Again last night it was their undoing at home against a desperate Nashville Predators team fighting for the last playoff spot in the Western Conference.

The Flames earned an important point of their own to stick as the third seed for at least another night, but fell 2-1 in overtime after giving up a fragile 1-0 lead in the third period.

With even a hint of desperation in the first half of the game, just one more goal, they wouldn't have had to worry about trying to make Craig Conroy's tally stand for a second straight game.

Nothing Keenan has done to reinforce the message has worked, and he's getting more perplexed by the day.

"We didn't deserve to win," said a downcast Keenan. "Interesting group. It's hard to find an explanation why there's no sense of urgency in our game at home, as opposed to the way we play on the road.

"If I could put my finger on it, I'd explain it to you. I tried to get their attention (Thursday) by shortening the practice, talking to them about it, and they just can't get themselves ready in this building.

"It's the (ninth) time we've lost points in this building, so that's a little bit perplexing about this group."

Conroy broke a scoreless tie 11:38 into the second period and woke his side up. Only Miikka Kiprusoff had played up to par at that point, and they knew what was on the line with a chance to take the outright lead over the Minnesota Wild for top spot in the Northwest Division.

"We had an opportunity that got away," said Conroy, who got a gift of a turnover in the slot and roofed a shot past Dan Ellis. "We've got to start scoring some goals."

Scott Nichol tied the game 8:58 into the third, and J.P. Dumont got the winner in overtime after Flames defenceman Adrian Aucoin coughed up the puck in his own end.

"You just try to create offence. I knew they had two guys -- one guy behind me and one guy coming right at me -- so if I beat him, I thought we'd have a three-on-two," said Aucoin of the error.

"Sometimes the simplest play should be done. I didn't make it."

But more confusing was the issue of coming out with enthusiasm at the Saddledome. Both the powerplay and starts are sorely lacking at home this season.

"We had a powerplay meeting, we had a meeting about starts, a discussion with them (Thursday)," said Keenan, searching for answers. "You're gonna have to ask them because I can't explain it."
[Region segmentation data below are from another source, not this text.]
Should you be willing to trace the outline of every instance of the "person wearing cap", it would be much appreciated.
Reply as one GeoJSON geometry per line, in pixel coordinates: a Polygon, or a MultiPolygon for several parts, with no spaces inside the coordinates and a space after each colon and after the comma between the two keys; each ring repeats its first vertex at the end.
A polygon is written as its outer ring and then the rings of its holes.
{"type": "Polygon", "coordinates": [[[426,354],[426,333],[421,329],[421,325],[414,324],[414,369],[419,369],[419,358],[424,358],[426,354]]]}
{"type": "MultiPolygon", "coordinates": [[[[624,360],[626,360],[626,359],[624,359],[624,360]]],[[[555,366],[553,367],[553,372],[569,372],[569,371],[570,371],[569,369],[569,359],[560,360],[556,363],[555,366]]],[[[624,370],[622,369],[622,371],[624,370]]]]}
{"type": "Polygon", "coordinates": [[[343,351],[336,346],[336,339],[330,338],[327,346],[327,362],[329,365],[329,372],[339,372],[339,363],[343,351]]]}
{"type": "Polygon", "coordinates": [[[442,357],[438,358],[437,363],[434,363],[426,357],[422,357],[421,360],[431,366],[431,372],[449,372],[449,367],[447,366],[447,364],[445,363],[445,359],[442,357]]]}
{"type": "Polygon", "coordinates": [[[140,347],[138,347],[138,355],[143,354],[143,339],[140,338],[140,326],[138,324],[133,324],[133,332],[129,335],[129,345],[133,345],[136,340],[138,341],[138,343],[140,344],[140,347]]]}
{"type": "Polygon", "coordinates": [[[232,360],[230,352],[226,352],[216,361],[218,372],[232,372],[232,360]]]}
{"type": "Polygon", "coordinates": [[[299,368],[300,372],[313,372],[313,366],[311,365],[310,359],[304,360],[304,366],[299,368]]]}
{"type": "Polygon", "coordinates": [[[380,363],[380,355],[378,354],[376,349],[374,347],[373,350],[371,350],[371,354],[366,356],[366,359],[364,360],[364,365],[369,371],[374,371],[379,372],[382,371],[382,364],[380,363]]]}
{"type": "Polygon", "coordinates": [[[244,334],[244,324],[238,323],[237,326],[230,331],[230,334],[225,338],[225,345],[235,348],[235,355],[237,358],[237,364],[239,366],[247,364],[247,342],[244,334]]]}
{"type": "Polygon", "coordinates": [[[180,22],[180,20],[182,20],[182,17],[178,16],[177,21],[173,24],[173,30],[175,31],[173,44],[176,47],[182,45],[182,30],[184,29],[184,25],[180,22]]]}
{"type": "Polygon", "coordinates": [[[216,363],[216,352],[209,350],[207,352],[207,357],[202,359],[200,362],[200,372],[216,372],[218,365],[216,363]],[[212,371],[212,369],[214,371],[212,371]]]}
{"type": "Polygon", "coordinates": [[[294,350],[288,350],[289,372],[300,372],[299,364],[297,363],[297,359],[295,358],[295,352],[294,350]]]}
Those answers aren't forthcoming from the players, either. Aucoin was at a loss to explain things.

"It's a little frustrating because we talk about it, and I know guys are trying to work hard and do the smart things in the first period, but we're just not executing the way we should be," he said, pointing to a 3-1 win over the Coyotes in Phoenix last weekend as an example of what they are capable of off the hop.

"We came out like banshees and they had no chance of beating us. We know we should play that way. We know we can play that way. We know when we play that way we're going to win.